A) Top: Hi-C interactions between the 1 Mb bin containing the I-SceI site and other loci along the same chromosome (chr18; 1 Mb bins, 200 kb step). Bottom: Translocation frequency along chr18 after IR (1 Mb bins, 200 kb step). Arrow indicates I-SceI integration site. Some peak heights extend beyond the range shown (pink lines). B) Same graphs as A) for cells with the I-SceI site in chr2. C) Log-log plot of post-IR translocation frequency vs.

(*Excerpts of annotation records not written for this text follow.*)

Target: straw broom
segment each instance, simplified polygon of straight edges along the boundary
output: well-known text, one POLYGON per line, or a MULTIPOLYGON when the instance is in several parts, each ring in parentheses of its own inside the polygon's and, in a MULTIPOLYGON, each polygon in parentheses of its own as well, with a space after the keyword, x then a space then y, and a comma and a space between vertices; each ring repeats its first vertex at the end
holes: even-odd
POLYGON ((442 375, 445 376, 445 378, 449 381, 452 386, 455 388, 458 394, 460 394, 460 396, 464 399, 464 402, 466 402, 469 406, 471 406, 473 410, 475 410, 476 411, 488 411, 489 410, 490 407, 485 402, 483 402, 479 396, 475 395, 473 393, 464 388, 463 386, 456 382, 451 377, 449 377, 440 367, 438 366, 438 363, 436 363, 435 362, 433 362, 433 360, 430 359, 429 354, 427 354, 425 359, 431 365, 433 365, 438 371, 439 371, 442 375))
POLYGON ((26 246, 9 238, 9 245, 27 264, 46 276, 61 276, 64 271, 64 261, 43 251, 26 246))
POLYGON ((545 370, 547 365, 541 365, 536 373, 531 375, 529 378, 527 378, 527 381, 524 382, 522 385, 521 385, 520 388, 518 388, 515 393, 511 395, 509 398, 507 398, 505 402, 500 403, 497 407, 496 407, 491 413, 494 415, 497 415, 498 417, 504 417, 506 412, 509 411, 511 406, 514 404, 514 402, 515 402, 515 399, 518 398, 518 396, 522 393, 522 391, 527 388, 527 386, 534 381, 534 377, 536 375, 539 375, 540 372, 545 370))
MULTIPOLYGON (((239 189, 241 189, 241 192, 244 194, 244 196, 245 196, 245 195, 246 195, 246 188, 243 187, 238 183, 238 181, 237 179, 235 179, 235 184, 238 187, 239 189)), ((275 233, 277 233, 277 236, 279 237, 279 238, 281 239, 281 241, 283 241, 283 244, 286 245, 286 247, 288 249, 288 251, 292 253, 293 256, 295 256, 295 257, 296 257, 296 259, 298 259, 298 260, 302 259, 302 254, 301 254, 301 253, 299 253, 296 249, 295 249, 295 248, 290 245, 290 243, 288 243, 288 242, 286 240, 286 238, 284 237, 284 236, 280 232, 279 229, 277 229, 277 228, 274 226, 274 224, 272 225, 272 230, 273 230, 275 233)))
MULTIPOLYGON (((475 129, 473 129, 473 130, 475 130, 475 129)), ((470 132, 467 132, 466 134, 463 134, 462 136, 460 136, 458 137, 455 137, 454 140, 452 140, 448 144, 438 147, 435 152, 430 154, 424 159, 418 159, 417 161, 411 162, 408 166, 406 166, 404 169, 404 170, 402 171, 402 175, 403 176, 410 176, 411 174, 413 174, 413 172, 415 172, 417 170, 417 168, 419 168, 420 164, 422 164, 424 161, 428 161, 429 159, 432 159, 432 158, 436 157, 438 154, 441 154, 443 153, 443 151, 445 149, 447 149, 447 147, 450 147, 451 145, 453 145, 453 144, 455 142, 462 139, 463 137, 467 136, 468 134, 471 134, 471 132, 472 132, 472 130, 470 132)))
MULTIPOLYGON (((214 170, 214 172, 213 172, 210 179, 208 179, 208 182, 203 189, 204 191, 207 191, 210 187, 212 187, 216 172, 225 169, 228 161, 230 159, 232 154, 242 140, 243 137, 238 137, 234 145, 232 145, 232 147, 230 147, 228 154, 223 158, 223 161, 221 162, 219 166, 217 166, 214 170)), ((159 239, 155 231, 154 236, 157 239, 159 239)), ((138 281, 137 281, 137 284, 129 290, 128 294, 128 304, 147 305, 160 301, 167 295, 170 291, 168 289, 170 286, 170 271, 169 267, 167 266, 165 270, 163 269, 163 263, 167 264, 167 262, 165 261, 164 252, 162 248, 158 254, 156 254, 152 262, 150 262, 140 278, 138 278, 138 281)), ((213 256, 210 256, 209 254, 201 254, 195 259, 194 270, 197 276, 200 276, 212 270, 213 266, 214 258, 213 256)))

Hi-C interaction frequency in each 1 Mb bin along chr18 for the chr18 I-SceI integration site (left) or chr2 for the chr2 I-SceI integration site (right). Translocation counts are normalized by the total number of translocations in the dataset, and Hi-C counts are corrected for coverage as described in the Extended Experimental Procedures. Pearson correlations (“R”) are shown. Points located within 1 Mb of the I-SceI site (red) are excluded from the correlation calculation. Similar results were obtained for the chr 7 integration site (Fig. S6).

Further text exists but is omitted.